With your patient seated in front of a tub of cold water, while attached to telemetry, he/she takes a deep breath, holds it, then places his/her face into the tub of water for about a half-minute, if possible, for 20 to 30 seconds. Both the facial exposure to cold (cold exposure to the ophthalmic division of the trigeminal nerve–important for the response) and the breath-holding cause both a parasympathetic bradycardia and a sympathetic peripheral vasoconstriction, ending the SVT.

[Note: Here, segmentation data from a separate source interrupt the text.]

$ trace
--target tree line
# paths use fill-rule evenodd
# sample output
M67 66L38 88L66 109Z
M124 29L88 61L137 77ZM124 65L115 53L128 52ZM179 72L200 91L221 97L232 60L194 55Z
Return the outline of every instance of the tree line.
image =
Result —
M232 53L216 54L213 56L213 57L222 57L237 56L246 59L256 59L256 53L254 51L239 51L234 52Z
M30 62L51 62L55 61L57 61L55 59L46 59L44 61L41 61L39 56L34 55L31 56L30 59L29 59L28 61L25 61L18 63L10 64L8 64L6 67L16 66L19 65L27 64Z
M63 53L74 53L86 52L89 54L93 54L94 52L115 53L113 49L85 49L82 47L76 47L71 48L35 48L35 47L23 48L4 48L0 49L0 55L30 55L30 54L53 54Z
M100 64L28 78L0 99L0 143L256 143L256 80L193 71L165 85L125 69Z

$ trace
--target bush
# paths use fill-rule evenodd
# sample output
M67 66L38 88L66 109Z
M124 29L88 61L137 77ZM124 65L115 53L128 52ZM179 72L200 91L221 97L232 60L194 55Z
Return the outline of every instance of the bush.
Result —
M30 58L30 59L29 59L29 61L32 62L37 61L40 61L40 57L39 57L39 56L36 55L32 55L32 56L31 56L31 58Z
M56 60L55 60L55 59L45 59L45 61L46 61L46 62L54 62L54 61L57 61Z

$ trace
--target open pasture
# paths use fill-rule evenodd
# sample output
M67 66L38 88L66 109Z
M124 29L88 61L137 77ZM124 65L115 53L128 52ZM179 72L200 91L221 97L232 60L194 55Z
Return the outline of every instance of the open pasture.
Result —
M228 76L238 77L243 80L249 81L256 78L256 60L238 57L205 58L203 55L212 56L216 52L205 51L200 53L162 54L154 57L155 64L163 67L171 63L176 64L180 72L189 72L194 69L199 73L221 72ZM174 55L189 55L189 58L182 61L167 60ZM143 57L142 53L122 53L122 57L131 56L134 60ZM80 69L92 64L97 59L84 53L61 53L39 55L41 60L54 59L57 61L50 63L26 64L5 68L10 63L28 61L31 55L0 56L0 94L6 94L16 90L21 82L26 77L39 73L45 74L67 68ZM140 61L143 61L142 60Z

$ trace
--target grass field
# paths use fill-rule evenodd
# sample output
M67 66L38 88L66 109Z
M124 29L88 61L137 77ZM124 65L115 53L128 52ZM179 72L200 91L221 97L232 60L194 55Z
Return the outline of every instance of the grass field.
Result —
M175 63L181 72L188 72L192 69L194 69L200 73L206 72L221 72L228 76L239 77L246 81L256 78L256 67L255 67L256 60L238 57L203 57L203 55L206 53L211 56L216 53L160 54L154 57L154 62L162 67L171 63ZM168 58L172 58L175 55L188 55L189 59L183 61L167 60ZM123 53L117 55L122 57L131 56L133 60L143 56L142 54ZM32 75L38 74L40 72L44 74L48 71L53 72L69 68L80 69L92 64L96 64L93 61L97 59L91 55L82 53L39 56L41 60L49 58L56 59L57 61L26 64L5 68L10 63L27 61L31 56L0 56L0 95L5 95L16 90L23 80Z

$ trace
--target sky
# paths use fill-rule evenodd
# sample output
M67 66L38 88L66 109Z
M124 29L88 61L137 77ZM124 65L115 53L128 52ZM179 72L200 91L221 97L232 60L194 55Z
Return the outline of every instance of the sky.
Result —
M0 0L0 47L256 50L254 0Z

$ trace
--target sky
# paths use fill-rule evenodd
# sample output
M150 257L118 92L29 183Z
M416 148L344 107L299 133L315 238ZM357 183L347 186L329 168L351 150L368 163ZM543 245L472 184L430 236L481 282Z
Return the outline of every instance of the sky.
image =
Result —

Oculocardiac Reflex–pressing on the eyeball(s) stimulates the vagus nerve (via stimulation of the ophthalmic branch of the trigeminal never. Normally, this vagal maneuver is not used.

The Poor Man’s Adenosine: the heart rate and rhythm after any vagal maneuver is similar to the administration of adenosine:

SA node slowing.

Inhibiting the AV node, which will make the atrial activity more observable.

Ending SV.

Of course, one possible response is no response. (Keep the adenosine ready–6 mg rapid IV bolus over 1-2s; after 1-2 minutes, 12-mg dose over 1-2 seconds; IV with 20cc flush.)